Although it’s a solemn day for many people, most have forgotten the utter horror of that day. For me, its not only a matter of where I was when I heard the news, but what I felt, and what my first impressions were.


I was at work and it was afternoon here in South Africa and somebody mentioned that something was happening at the World Trade Centre, and my first thought was for a building in Kempton Park in Johannesburg where negotiations had taken place for the transition from apartheid to democracy. Naturally, I wondered why some people would have a beef about that particular building. Until I saw the images (someone had switched on the television in the tea area). It wasn’t Kempton Park, it was New York.

And I knew that those people in the higher reaches of the tower were in deep, deep trouble. The fire and rescue guys weren’t going to be able to get there for a long time. I knew as I was watching the screen that people were dying in that moment.

It was the days before smart phones with apps and twitter and what not and there were a few people watching the news in the tea area, everybody watching a moment in history unfold. You just knew it was history as it was happening.

I also knew (without the news guys doing much speculating) that it was a terrorist attack and the perpetrators were almost certainly Islamic extremists. The visuals were raw and compelling: great clouds of ash moving like a pyroclastic flow after a volcanic eruption, two Redwoods among buildings crashing to earth in horror, and for me the worst part of the coverage, the falling human beings.

Some time later two French brothers, Jules and Gedeon Naudet released a documentary. They had been embedded with Engine 7/Ladder 1 in Manhattan and filmed the carnage at the World Trade Center, including the impact sounds of those falling human beings striking at the foot of the building.

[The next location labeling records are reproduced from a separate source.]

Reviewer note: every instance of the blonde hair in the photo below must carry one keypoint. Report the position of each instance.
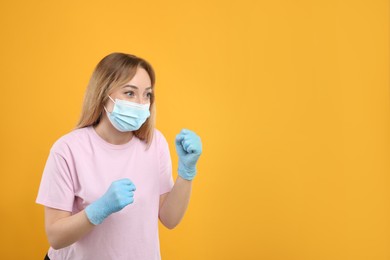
(113, 71)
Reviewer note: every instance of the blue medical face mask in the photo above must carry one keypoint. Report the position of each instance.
(127, 116)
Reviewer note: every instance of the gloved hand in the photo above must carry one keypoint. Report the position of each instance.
(189, 148)
(119, 195)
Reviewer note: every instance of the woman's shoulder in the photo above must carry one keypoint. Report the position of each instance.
(66, 141)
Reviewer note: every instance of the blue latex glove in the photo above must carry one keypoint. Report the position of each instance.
(119, 195)
(188, 148)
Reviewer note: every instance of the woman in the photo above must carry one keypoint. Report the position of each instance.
(106, 183)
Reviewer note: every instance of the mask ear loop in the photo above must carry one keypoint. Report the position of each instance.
(105, 106)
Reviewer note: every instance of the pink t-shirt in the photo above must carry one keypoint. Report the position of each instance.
(80, 168)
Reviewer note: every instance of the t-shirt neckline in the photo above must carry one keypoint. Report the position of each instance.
(108, 145)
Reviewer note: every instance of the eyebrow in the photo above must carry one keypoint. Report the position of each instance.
(135, 87)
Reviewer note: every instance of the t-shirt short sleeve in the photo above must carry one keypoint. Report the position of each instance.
(165, 165)
(56, 189)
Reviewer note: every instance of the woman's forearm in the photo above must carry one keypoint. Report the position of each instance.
(64, 229)
(176, 203)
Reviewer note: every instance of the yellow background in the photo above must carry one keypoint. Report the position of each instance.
(290, 98)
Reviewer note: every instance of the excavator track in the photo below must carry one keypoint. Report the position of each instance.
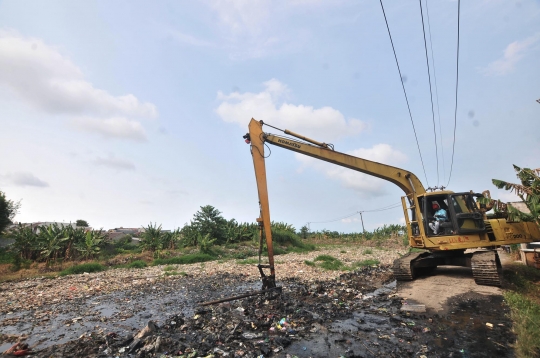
(486, 267)
(403, 267)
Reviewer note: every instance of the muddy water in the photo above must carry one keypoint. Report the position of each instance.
(357, 315)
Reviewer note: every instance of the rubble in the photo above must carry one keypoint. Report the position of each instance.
(353, 314)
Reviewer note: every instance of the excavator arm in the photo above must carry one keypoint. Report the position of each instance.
(406, 180)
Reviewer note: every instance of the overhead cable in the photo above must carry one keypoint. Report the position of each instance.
(455, 110)
(404, 92)
(389, 207)
(430, 92)
(436, 91)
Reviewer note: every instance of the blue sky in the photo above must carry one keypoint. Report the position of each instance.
(125, 113)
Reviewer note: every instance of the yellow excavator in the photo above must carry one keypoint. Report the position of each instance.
(467, 226)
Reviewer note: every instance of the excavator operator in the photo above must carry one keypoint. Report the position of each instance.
(440, 216)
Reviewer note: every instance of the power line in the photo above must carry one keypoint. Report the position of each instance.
(404, 92)
(430, 92)
(455, 110)
(389, 207)
(331, 221)
(436, 90)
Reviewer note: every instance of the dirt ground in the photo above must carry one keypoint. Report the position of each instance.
(143, 313)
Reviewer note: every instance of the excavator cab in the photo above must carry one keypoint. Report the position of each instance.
(463, 218)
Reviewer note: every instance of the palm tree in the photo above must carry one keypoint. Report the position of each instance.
(528, 191)
(152, 238)
(51, 239)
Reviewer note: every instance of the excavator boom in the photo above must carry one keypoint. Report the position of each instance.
(466, 226)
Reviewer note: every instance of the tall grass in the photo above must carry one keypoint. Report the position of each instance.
(523, 297)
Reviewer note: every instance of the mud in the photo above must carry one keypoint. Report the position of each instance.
(356, 315)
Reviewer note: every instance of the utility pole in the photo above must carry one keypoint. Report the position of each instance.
(363, 229)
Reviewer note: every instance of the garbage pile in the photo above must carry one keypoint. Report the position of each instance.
(356, 315)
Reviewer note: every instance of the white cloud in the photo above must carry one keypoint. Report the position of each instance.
(365, 185)
(254, 29)
(40, 75)
(324, 124)
(116, 127)
(512, 54)
(115, 163)
(189, 39)
(24, 179)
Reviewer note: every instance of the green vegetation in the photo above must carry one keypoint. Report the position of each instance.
(55, 242)
(208, 236)
(82, 223)
(523, 297)
(82, 268)
(378, 235)
(528, 191)
(6, 257)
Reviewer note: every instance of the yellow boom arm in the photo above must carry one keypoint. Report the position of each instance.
(406, 180)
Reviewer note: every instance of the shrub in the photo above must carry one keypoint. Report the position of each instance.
(82, 268)
(137, 264)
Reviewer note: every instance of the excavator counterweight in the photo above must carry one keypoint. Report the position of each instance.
(466, 227)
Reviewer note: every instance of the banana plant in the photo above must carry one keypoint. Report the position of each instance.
(51, 241)
(25, 242)
(152, 238)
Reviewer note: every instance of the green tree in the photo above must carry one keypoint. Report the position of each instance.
(25, 243)
(304, 232)
(51, 241)
(8, 210)
(82, 223)
(208, 221)
(528, 191)
(152, 238)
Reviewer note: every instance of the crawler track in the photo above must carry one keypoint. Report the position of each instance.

As it turned out, a super-fit Battalion Chief named Orio Palmer reached the impact zone in tower 2 before the building imploded, meaning that I was wrong and that rescue was coming and but for the collapse, would have saved lives.

Never before had I witnessed (via television) such a profound news event. The Sunday following, the pastor preached a sermon about 9/11 and referenced the events as pointing to the return of Christ…and yet it has been 15 years since that day. Countless acts of terror have occurred since then, and although 9/11 was not the first terror attack ever committed for me it remains the benchmark.

A NYPD policeman was heard at the time remarking that at least it meant that the terrorists didn’t have nuclear weapons. Heaven forbid.

9/11 illustrates for me that:

  • There are lots of horrible people in the world;
  • In 2001, and through 2016 Islam is, unfortunately, not a religion of peace;
  • A decent nation provoked to righteous anger is an awesome thing, just ask Isoroku Yamamoto after Japan had attacked Pearl Harbor, where he apparently remarked, “I fear all we have done is to awaken a sleeping giant and fill him with a terrible resolve.”
  • The CIA tried to prevent bad things; they have HUMINT and SIGINT, but only He has GODINT and even the events of that day serve a purpose in His Kingdom;
  •  Without the Prince of Peace, there can be no peace.